Home>

I'm new to Python.
I'm trying to scrape my site for learning Python, but I'm stuck with the following events:
I'm very sorry for the question, but I would appreciate it if you could tell me.
Thank you.

Event:
  • If the item acquired and set by xpath is not posted on the publisher site, the process stops with an error.

  • If a pop-up suddenly appears on the publisher's site, the subsequent process will not work and an error will stop.


Questions:
  • How to return the text of the acquisition error to the list and proceed to the subsequent processing if the item set by xpath is not posted on the publisher site

  • If a pop-up suddenly appears on the publisher site, close the pop-up and proceed to the following process with the following process. Pop-ups do not appear every time. It is not displayed on the details page, but on the list page.

* I know how to close the displayed popup.
You can close it with the following code.

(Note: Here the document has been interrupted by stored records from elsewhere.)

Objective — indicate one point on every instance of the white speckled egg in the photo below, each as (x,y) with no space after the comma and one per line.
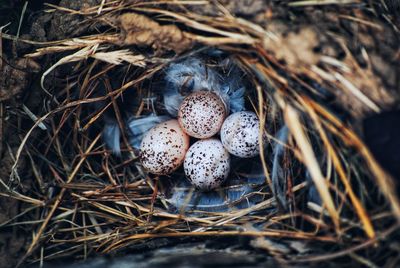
(239,134)
(201,114)
(163,148)
(207,164)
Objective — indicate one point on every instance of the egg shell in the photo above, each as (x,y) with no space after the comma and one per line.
(239,134)
(207,164)
(163,148)
(201,114)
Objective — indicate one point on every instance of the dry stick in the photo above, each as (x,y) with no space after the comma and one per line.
(370,242)
(384,180)
(293,122)
(281,234)
(57,202)
(362,214)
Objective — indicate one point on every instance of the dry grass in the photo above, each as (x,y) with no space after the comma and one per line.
(104,203)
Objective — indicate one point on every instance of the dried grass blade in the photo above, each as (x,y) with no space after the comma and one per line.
(362,214)
(293,122)
(56,203)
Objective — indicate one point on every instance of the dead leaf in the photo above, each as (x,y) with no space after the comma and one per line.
(143,31)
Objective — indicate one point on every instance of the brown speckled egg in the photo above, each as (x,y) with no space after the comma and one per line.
(163,148)
(207,164)
(239,134)
(201,114)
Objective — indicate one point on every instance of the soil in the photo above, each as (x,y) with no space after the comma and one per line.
(19,80)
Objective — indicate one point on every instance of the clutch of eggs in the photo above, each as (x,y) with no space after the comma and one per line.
(207,162)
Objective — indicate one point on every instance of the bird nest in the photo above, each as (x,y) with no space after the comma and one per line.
(315,182)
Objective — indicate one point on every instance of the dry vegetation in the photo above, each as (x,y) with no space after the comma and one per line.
(76,198)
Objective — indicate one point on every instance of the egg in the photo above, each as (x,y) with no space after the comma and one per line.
(239,134)
(207,164)
(163,148)
(201,114)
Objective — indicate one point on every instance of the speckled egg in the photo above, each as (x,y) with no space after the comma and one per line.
(207,164)
(201,114)
(163,148)
(239,134)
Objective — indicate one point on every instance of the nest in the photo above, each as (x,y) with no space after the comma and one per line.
(321,185)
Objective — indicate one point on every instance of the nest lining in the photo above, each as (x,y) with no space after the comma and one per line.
(320,193)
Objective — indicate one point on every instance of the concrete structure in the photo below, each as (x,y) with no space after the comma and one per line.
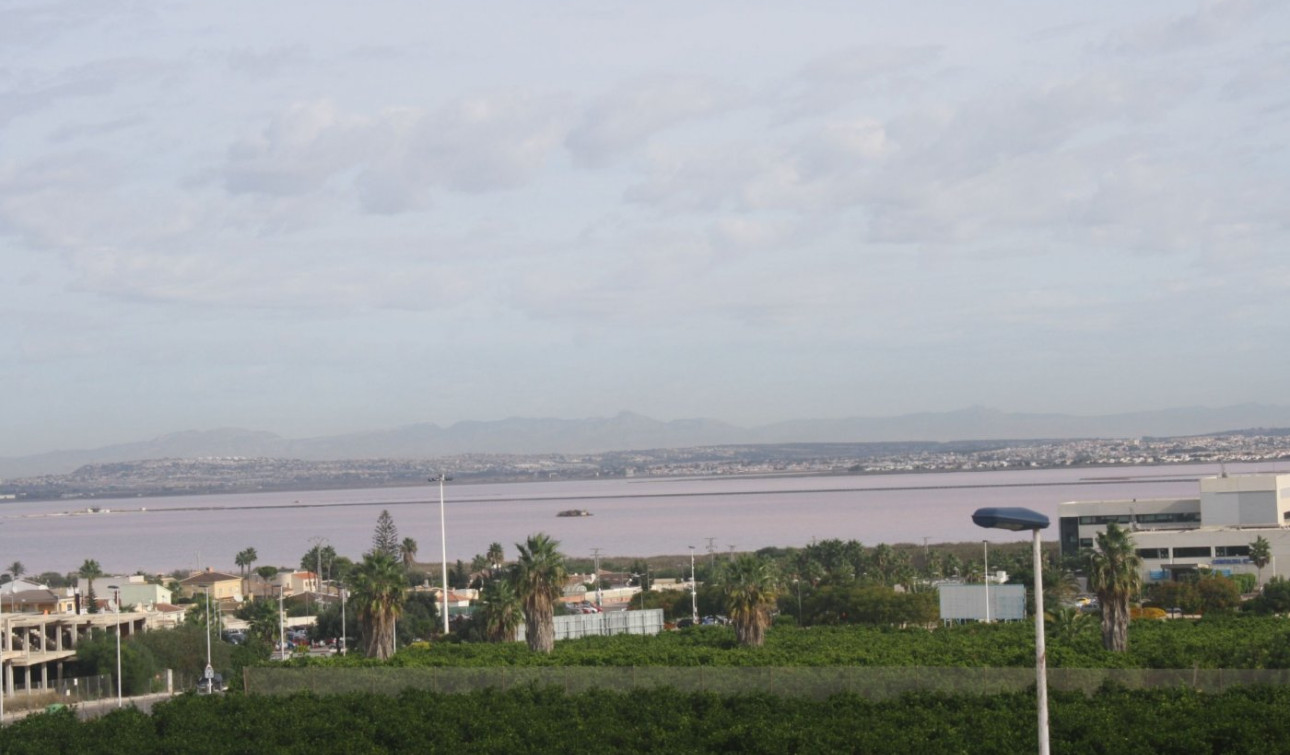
(36,645)
(968,602)
(1177,536)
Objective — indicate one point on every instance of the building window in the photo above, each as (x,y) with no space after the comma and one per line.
(1171,518)
(1106,519)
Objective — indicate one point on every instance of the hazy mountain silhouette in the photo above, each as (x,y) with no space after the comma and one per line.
(627,431)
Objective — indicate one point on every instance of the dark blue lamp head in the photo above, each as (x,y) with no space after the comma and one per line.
(1009,518)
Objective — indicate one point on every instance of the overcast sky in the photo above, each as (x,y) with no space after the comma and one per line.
(320,217)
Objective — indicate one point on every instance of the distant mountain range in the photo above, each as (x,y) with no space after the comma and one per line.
(628,431)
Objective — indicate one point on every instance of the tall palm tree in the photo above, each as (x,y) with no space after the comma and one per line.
(750,593)
(496,556)
(538,580)
(1113,577)
(90,571)
(378,595)
(1260,553)
(408,551)
(501,613)
(244,559)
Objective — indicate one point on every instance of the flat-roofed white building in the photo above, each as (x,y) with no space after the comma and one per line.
(1183,534)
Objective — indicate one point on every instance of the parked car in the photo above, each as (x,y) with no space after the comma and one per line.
(210,685)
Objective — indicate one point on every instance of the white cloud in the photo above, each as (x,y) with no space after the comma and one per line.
(632,112)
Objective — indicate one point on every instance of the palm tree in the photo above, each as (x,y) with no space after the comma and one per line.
(1066,624)
(408,551)
(501,613)
(750,593)
(1260,553)
(90,571)
(244,559)
(378,595)
(538,580)
(1113,577)
(496,556)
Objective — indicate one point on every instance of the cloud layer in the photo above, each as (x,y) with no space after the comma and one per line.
(311,220)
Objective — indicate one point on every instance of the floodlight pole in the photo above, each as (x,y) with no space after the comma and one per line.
(1017,520)
(443,534)
(116,602)
(984,545)
(1040,651)
(208,626)
(4,676)
(694,591)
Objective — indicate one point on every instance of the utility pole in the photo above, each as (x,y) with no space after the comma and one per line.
(317,551)
(595,554)
(694,591)
(443,533)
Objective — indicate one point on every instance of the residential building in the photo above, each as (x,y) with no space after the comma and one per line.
(222,586)
(134,590)
(1177,536)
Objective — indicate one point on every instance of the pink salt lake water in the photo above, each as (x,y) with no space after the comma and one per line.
(630,516)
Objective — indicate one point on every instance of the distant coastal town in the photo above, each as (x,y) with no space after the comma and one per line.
(170,476)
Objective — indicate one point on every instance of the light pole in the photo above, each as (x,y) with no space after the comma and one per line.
(694,591)
(644,581)
(281,622)
(208,627)
(984,545)
(443,534)
(116,603)
(4,635)
(1018,519)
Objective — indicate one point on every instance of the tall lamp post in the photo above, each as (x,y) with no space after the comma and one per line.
(116,603)
(984,546)
(1017,520)
(281,622)
(694,591)
(443,534)
(4,678)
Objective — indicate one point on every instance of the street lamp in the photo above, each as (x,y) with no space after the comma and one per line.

elem_close_btn = browser.find_element_by_id ('popover-link-x')
        elem_close_btn.click ()

Code description:
  • Browser: Chrome
  • Library used: selenium (not using beautifulsoup)
  • Crawling will start from the list page in the setting paging URL.
  • Go to the details page and get the scraping part (5 places) specified by xpath.
  • Paging on the list page and crawling the details page
  • Repeat list pages 1-10 ...
    * Code part
    index_page = 0
    for pages in range (10,100):

from selenium import webdriver
from time import sleep
import pandas as pd
browser = webdriver.Chrome ('chromedriver.exe')
# ================================================= ================================================== ==========================
# Setting
# ================================================= ================================================== ==========================
## Origin URL
#url = 'https://jp.indeed.com/%E6%B1%82%E4%BA%BA?q=%C2%A56%2C000%2C000%E3%80%80%E3%83%87% E3% 83% BC% E3% 82% BF&l =% E6% 9D% B1% E4% BA% AC% E9% 83% BD '
## Paging URL
page = 'https://jp.indeed.com/jobs?q=%C2%A56%2C000%2C000%E3%80%80%E3%83%87%E3%83%BC%E3%82%BF&l= % E6% 9D% B1% E4% BA% AC% E9% 83% BD&start = {} '
## scraping points
### Title
results_01 = []
r01_xpath = '/ html/body/div [1]/div [2]/div [3]/div/div/div [1]/div [1]/div [1]/h3'
### company name
results_02 = []
r02_xpath = '/ html/body/div [1]/div [2]/div [3]/div/div/div [1]/div [1]/div [1]/div [1]/div/div/div [1] '
### Work location
results_03 = []
r03_xpath = '/ html/body/div [1]/div [2]/div [3]/div/div/div [1]/div [1]/div [1]/div [1]/div/div/div [3] '
### annual income
results_04 = []
r04_xpath = '/ html/body/div [1]/div [2]/div [3]/div/div/div [1]/div [1]/div [1]/div [2]/span [1 ] '
### Details
results_05 = []
r05_xpath = '// * [@ id = "jobDescriptionText"]'

# ================================================= ================================================== ==========================# Crawl&scraping
# ================================================= ================================================== ==========================
index_page = 0
for pages in range (10,100):
    browser.get (page.format (index_page))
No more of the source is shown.